In a case study at the Johns Hopkins Medicine Alliance for Patients, LLC (JMAP), a non-risking bearing Medicare Shared Savings Program (MSSP) ACO, researchers revealed that providers generally had a neutral or slightly positive view on the benefits of joining an ACO.
“The early experience of JMAP, an AMC [academic medical center] ACO, supports the notion that even for a relatively integrated system with experience in performance-based payment, engagement is an incremental process,” the study stated. “Limited physician engagement can be a barrier to achieving goals as an ACO develops, and significant effort needs to be devoted to educating providers on ACO goals and providing opportunities for input.”
In January 2014, Johns Hopkins University Clinical Practice Association, comprised of the School of Medicine and related physician practices, Johns Hopkins Community Physicians, including primary and specialty care outpatient sites, and two non-affiliated primary care practices partnered to establish a MSSP ACO.
The newly-formed JMAP developed a comprehensive communication strategy to inform providers and staff about the ACO’s goals as well as how the alternative payment model would affect providers and beneficiaries. JMAP conducted provider- and staff-specific webinars, practice-site “road show” visits, and clinical-, management-, and operations-focused committee presentations.
The ACO also created regional advisory councils made up of medical and administrative leaders from each clinical site to help distribute ACO information and gather feedback.
Despite a provider engagement strategy, researchers at Johns Hopkins revealed through an online survey that JMAP providers were still not aware of how the ACO impacted their practice. Between 29 and 49 percent of respondents selected the neutral response option when asked to rate their understanding of becoming an ACO and its expectations.
About 47 percent of providers also chose the neutral response when rating their comfort level with physician workflow changes resulting from the ACO transition.
As a result, JMAP providers expressed little desire to take on an organization role in the ACO.
In addition, some JMAP providers were unsure about how the ACO would improve quality of care. About half of providers (49 percent) selected the neutral response option for the question about their views on how the ACO would enhance patient care.
The study, however, showed that providers were slightly satisfied with patient care provided to chronically ill patients.
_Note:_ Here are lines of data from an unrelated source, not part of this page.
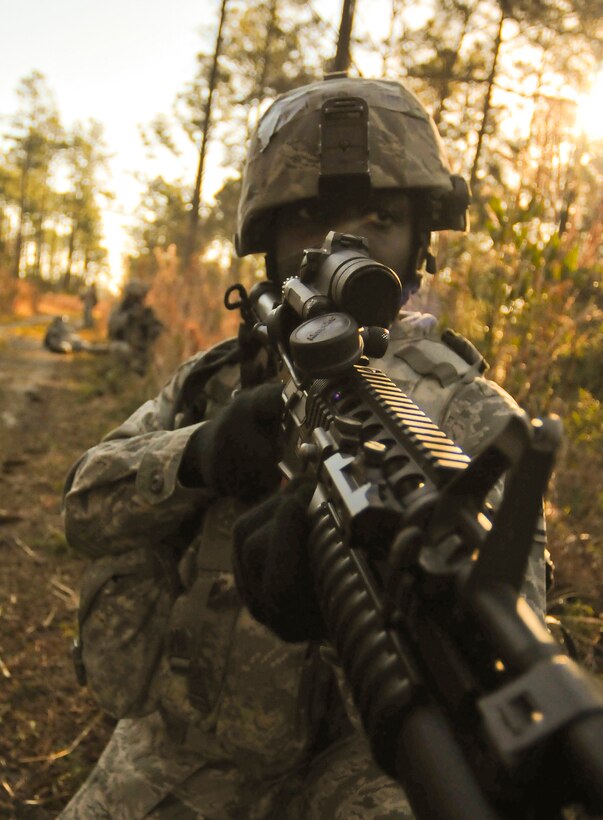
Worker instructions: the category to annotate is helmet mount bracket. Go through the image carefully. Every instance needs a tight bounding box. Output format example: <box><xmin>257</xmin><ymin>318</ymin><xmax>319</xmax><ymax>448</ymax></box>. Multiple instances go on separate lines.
<box><xmin>318</xmin><ymin>96</ymin><xmax>371</xmax><ymax>199</ymax></box>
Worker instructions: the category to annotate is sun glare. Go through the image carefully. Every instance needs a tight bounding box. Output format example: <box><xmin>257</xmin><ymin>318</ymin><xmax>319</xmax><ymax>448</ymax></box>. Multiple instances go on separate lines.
<box><xmin>576</xmin><ymin>71</ymin><xmax>603</xmax><ymax>140</ymax></box>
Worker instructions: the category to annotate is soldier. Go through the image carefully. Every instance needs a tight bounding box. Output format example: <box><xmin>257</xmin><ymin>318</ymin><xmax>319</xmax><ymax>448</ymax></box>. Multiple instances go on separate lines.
<box><xmin>107</xmin><ymin>279</ymin><xmax>163</xmax><ymax>376</ymax></box>
<box><xmin>61</xmin><ymin>77</ymin><xmax>543</xmax><ymax>820</ymax></box>
<box><xmin>43</xmin><ymin>316</ymin><xmax>94</xmax><ymax>353</ymax></box>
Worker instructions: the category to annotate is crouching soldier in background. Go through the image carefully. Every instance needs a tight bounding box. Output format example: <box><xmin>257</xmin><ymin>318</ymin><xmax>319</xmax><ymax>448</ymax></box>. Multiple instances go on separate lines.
<box><xmin>61</xmin><ymin>77</ymin><xmax>544</xmax><ymax>820</ymax></box>
<box><xmin>107</xmin><ymin>280</ymin><xmax>163</xmax><ymax>376</ymax></box>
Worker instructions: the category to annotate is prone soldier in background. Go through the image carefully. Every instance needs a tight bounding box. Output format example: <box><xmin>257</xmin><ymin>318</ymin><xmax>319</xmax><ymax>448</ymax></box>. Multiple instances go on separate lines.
<box><xmin>61</xmin><ymin>77</ymin><xmax>544</xmax><ymax>820</ymax></box>
<box><xmin>107</xmin><ymin>279</ymin><xmax>163</xmax><ymax>376</ymax></box>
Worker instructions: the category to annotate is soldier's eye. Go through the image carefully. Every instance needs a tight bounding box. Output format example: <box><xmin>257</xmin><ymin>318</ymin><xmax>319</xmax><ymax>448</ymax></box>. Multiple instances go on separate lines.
<box><xmin>368</xmin><ymin>208</ymin><xmax>394</xmax><ymax>228</ymax></box>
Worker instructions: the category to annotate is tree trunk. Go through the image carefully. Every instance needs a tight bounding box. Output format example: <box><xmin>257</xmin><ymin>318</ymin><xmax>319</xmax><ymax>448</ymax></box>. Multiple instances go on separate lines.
<box><xmin>13</xmin><ymin>154</ymin><xmax>30</xmax><ymax>279</ymax></box>
<box><xmin>433</xmin><ymin>7</ymin><xmax>473</xmax><ymax>125</ymax></box>
<box><xmin>184</xmin><ymin>0</ymin><xmax>228</xmax><ymax>267</ymax></box>
<box><xmin>256</xmin><ymin>0</ymin><xmax>278</xmax><ymax>108</ymax></box>
<box><xmin>331</xmin><ymin>0</ymin><xmax>356</xmax><ymax>71</ymax></box>
<box><xmin>469</xmin><ymin>9</ymin><xmax>506</xmax><ymax>191</ymax></box>
<box><xmin>63</xmin><ymin>219</ymin><xmax>78</xmax><ymax>290</ymax></box>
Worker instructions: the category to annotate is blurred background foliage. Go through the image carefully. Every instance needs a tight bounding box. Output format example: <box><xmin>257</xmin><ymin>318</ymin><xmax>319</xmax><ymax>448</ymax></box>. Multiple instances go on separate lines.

Respondents rated satisfaction with patient and family communication a 3.9 on a scale of one (very dissatisfied) to five (very satisfied). The average rating for satisfaction with care coordination was 3.5 and practice teamwork was 3.3.
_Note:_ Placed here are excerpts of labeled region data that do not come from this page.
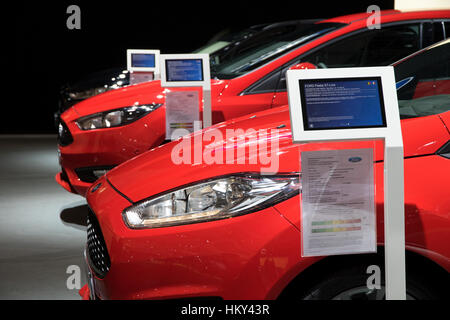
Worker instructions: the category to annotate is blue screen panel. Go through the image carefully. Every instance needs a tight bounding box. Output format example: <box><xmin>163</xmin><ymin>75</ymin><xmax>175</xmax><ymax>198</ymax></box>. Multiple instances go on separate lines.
<box><xmin>166</xmin><ymin>59</ymin><xmax>203</xmax><ymax>81</ymax></box>
<box><xmin>299</xmin><ymin>77</ymin><xmax>386</xmax><ymax>130</ymax></box>
<box><xmin>131</xmin><ymin>53</ymin><xmax>155</xmax><ymax>68</ymax></box>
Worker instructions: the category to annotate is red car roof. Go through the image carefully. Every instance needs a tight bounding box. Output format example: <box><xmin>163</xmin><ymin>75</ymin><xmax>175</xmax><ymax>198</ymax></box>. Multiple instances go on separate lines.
<box><xmin>321</xmin><ymin>10</ymin><xmax>450</xmax><ymax>24</ymax></box>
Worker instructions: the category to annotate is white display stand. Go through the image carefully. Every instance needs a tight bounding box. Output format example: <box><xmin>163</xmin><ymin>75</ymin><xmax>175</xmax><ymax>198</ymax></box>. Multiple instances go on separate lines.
<box><xmin>160</xmin><ymin>53</ymin><xmax>212</xmax><ymax>128</ymax></box>
<box><xmin>127</xmin><ymin>49</ymin><xmax>160</xmax><ymax>84</ymax></box>
<box><xmin>286</xmin><ymin>67</ymin><xmax>406</xmax><ymax>300</ymax></box>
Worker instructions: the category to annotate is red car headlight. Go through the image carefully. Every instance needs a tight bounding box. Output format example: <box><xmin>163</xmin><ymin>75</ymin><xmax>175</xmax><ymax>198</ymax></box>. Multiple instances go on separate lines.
<box><xmin>123</xmin><ymin>174</ymin><xmax>300</xmax><ymax>229</ymax></box>
<box><xmin>76</xmin><ymin>104</ymin><xmax>161</xmax><ymax>130</ymax></box>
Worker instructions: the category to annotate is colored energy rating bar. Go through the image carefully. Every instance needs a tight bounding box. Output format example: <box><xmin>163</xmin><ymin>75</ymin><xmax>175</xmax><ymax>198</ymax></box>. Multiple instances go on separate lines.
<box><xmin>311</xmin><ymin>219</ymin><xmax>361</xmax><ymax>226</ymax></box>
<box><xmin>170</xmin><ymin>122</ymin><xmax>194</xmax><ymax>129</ymax></box>
<box><xmin>312</xmin><ymin>227</ymin><xmax>361</xmax><ymax>233</ymax></box>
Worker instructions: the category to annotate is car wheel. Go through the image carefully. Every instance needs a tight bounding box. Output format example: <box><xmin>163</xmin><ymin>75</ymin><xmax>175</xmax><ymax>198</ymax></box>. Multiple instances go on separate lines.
<box><xmin>299</xmin><ymin>264</ymin><xmax>439</xmax><ymax>300</ymax></box>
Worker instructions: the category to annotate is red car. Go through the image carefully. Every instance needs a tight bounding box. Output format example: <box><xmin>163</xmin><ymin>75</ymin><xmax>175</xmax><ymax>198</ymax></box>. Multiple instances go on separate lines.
<box><xmin>81</xmin><ymin>40</ymin><xmax>450</xmax><ymax>299</ymax></box>
<box><xmin>56</xmin><ymin>10</ymin><xmax>450</xmax><ymax>195</ymax></box>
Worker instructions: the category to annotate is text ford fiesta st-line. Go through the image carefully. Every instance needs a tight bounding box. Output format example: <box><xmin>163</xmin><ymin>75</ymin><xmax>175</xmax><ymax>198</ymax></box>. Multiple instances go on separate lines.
<box><xmin>56</xmin><ymin>10</ymin><xmax>450</xmax><ymax>195</ymax></box>
<box><xmin>81</xmin><ymin>40</ymin><xmax>450</xmax><ymax>299</ymax></box>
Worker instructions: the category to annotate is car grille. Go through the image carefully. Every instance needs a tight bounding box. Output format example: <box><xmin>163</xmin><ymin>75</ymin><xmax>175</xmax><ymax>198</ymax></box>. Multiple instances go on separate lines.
<box><xmin>87</xmin><ymin>209</ymin><xmax>111</xmax><ymax>279</ymax></box>
<box><xmin>58</xmin><ymin>120</ymin><xmax>73</xmax><ymax>147</ymax></box>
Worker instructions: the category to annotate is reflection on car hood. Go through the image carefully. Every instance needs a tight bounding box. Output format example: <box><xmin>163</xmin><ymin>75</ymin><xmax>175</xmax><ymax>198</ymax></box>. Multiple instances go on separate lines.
<box><xmin>73</xmin><ymin>80</ymin><xmax>227</xmax><ymax>116</ymax></box>
<box><xmin>107</xmin><ymin>106</ymin><xmax>450</xmax><ymax>201</ymax></box>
Despite lackluster responses, JMAP providers listed several interventions that they believed would facilitate ACO effectiveness. Approximately 84 percent of respondents stated care coordinators were likely or very likely to foster high-quality and cost-effective care within the ACO.
Other high ranking interventions included improving communication and care coordination across the care continuum (83 percent), employing support staff to enhance timeliness of test result communication (83 percent), and providing behavioral health specialists to treat mental health issues (82 percent).
Since ACOs are provider-driven models, more organizations may want to bolster provider engagement to better communicate and, eventually, achieve value-based goals, the study indicated.
“Effective engagement of providers under the ACO model is critical to motivating the care transformations necessary to improve outcomes, and it also influences beneficiaries’ acceptance of this model of care,” the study stated. “In addition to the awareness deficits discussed above, uncertainty among clinical staff may arise from possible alterations to organizational design or clinical systems that accompany transition to a more collaborative, team-based model.”
Some methods for boosting provider engagement include adding providers to shared savings distribution methods, including quality improvement as a criterion for promotion, and recognizing clinical excellence.
The survey also showed that providers may positively respond to communication and care coordination improvement initiatives.
“In response to the survey results, considerable emphasis has been placed on development of comprehensive communication tactics, as well as implementation of a more robust medical and quality strategy to support identified needs,” researchers added. “This strategy includes broadening behavioral health support, access to specialty care, and use of population-based pharmacy support.”
The Advisory Board Company found similar results from its 2015 Annual Healthcare CEO survey. Provider engagement in cost and quality improvements was ranked the biggest opportunity to bolster the healthcare system’s performance in 2015.
“Our research underscores that physician engagement is imperative to an organization’s successful transition to value-based care models,” stated Chas Roades, Chief Research Officer at The Advisory Board Company. “Driving fundamental and sustainable changes to providers’ business model is impossible without buy-in from the clinicians on the frontlines of patient care.”